User:Andrevan/Alternative to checkuser


Checkuser is an attempt to solve the problem of sockpuppetry. However, this problem continues to occur: checkuser is limited, relies on unreliable IP address info, and can be cheated easily. IP addresses are a bad way to track people anyway and are only going to be less and less useful over time. An alternative approach has been behavioral or sentiment analysis, but with a modicum of deception to throw off such analysis, it is defeated and may be caught only in extraordinary circumstances.

Sockpuppetry is certainly an epidemic on the English Wikipedia and I imagine it is common on many wikis. Wikimedia projects do not require confirmation of identity in most circumstances. Since wikis are a social platform for collaborative work and dispute resolution, the appearance of a mob of similar-minded people throws off many social consensus-building processes. I propose a system of technical identity checking which, with requisite social ceremonies, could deter sock puppetry.

Consider a scheme in which a unique key is generated on a successful login and stored in a user's session cookie or local storage. Along with this key we store a dictionary of 1-way salted hashes of all the relevant information about this user: browser user agent, resolution, IP address, connection speed, we can store a small model of the amount of time the users spends looking at different pages on the site. This is an anonymized unique fingerprint of the user's behavioral profile on the website.

Every time a user with the same key seems to have a new fingerprint, an alert can be raised to an administrator to review.
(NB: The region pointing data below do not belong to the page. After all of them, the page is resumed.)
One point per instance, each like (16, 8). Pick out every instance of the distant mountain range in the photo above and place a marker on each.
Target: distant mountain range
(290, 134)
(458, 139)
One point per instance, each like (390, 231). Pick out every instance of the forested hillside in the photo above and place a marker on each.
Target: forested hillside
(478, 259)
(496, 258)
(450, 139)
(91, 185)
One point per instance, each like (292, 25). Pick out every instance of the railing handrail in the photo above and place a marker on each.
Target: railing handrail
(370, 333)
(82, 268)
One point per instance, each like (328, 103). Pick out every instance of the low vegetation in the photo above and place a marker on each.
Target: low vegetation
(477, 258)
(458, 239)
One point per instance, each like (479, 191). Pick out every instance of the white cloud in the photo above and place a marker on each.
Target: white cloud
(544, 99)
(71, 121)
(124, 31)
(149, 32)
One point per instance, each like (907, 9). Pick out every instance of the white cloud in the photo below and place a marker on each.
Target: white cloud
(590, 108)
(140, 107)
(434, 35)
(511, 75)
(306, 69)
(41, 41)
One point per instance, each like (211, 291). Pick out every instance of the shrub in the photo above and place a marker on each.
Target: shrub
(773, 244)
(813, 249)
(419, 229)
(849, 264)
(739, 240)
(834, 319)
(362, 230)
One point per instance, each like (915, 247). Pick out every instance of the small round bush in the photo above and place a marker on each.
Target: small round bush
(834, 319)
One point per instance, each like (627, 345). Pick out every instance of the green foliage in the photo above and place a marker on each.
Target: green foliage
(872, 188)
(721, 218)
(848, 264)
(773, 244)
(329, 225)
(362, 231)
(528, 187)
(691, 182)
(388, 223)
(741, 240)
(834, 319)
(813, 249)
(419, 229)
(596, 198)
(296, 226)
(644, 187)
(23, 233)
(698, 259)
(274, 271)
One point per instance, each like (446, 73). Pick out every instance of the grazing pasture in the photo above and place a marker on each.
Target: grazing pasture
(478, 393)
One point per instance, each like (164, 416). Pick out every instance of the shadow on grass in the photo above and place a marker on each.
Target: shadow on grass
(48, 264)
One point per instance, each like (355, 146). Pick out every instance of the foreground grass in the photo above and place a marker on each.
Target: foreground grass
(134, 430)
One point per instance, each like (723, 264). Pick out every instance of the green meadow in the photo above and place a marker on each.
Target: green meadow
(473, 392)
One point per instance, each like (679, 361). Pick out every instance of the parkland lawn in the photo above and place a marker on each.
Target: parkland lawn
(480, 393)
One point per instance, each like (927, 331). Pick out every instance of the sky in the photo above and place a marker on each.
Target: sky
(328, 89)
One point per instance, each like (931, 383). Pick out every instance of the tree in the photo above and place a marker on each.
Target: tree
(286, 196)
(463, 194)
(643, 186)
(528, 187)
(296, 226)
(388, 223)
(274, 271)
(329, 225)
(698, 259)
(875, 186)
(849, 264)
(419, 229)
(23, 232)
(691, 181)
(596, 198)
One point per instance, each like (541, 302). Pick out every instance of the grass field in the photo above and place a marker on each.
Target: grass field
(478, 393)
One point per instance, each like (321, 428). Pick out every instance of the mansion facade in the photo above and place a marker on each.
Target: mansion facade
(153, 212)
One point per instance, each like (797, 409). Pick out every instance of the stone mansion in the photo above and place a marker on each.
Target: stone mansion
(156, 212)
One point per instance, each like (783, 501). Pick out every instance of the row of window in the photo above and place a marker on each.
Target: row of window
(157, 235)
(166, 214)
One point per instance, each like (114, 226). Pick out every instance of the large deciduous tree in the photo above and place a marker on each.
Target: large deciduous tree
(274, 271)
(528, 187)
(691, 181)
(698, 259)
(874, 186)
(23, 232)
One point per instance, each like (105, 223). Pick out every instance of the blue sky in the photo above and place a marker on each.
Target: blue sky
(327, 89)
This would indicate a multi-user or role account. Similarly, if the same fingerprint appears on two different keys, this would indicate a sockpuppet. It sounds a little Orwellian but would involve 0 storage or knowledge of a user's actual personal info, if done properly. If the fingerprints change due to switching browsers or devices, the system could store which fingerprints it has seen before. A user with 2-3 different editing habits might not necessarily be a problem, because other variables in the fingerprint would not change. If everything changes at once in a weird way, or if 2 users have everything in common except for connection/IP, that might be a problem.

Since it's theoretically possible that users could be indistinguishable until the algorithm is trained to focus on weighing relevant variables, this would probably produce a few false positives at first.